Tuesday, August 17, 2010

What Is Marriage?

With proposition 8 and other events swirling about, I have been thinking what marriage and why utlization of the word and being married is so important. Today, I think I came to an answer;

Marriage is special, it is something you share with someone you love. Something that lives, maybe not in the way you or I live, but it lives within you and the person you share it with. Marriage is unconditional love; the desire and willpower to stand at your lovers side throughout all arguments, all troubles, all calamities. Harsh words can kill it, maim it, but loving words and daily attentions can make it thrive. It is that special look you see in the eyes of your special someone, like sharing a secret that no one else knows. It is happiness, it is patience, it is kindness, forgiveness. It is love, but much more. A bond that binds your love, and symbolizes the commitment that each partner has made so long as each is faithful. To me, the commitment should be stronger, so that it is harder to get a divorce and harder to go to Vegas and be married in 15 minutes. It should be planning, it should be consideration, it should be sharing time with your best friend.

But it is more than that as well, because marriage also embraces the sexual, it entombs the closeness one can get as they share in a lover's embrace, and are at the utmost levels of intimacy; something not to be shared, or should not be shared, with anyone but that special someone.

And for some religions, marriage gets you closer to God. In the Church of Jesus Christ of Latter Day Saints, marriage is all of the above, but ideally marriage is also a mutual relationship with God. Being spiritual together, sharing thoughts, praying together, learning together as you plan to be together through time and all eternity; sharing all that is important with the one you love.

Hopefully more most, marriage implies all that. (Including the spiritual, however it can be defined for any individual) Marriage between the individuals should mean all that. Society may not see it that way, government just tags marriage with a bunch of tax benefits, protections, and other associated rights, but for the most part, those are extra.

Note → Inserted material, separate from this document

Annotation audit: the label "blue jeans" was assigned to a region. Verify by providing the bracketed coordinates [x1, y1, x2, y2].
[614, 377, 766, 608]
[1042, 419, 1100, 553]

So what makes the difference between a civil unions and marriage then? If all the same benefits and rights that the government tags to marriage are tagged to civil unions, then legally nothing is different. But what does civil union imply? Because all of what I said that marriage is, is what I view marriage as, how I view it's composition. Is the same imagery that I view marriage as also apply to civil unions? For me... not really.

While civil unions should embrace all that marriage is, all the love and care and attentions that are implied and should be present in both marriage and a civil union; the imagery inspired by a civil union is signing a contract with a government. That is what first comes to mind, because that is what civil unions are. They are not a concept that marriage is, but rather a legal device.

And so for the first time in contemplating this, I see why same gendered couples are not satisfied with being constrained to civil unions; because conceptually and idealistically a civil union and a marriage, while they can legally be equal under law, are not equal in the slightest. Does love exist in both? Yes. Does Happiness exist in both? Yes. But why settle for one concept when the other fully defines and/or epitomizes your love for the other.

Just something to think about.


Merinmel Caesg said...

I feel like you've summed these up pretty well. Question: Do you think that most amongst the "Religious Right" would accept constitutional protection of civil unions if the word "marriage" was struck from all laws? So, if civil unions were open to any two people who wished to bind their lives together and marriage was left to be determined by religions and celebrants?

Sam, The Nanti-SARRMM said...

Merinmel: Would the "Religious Right" go for it? I would venture to say no. Not without a fight at least and calling democrats socialists and all sorts of hype about taking God out of the country and socialism and all that.

But I think that would be best. Mexico does it, many countries in Europe does it. And I think it would work. Require that the only legal marriage/union is a civil union; and then you can get married how you please. It is the best answer to this debate because then it would mean that government doesn't get to define what marriage is. Nor would states. It would remain a right of the individual, based on how the couple see it. That is the answer I think.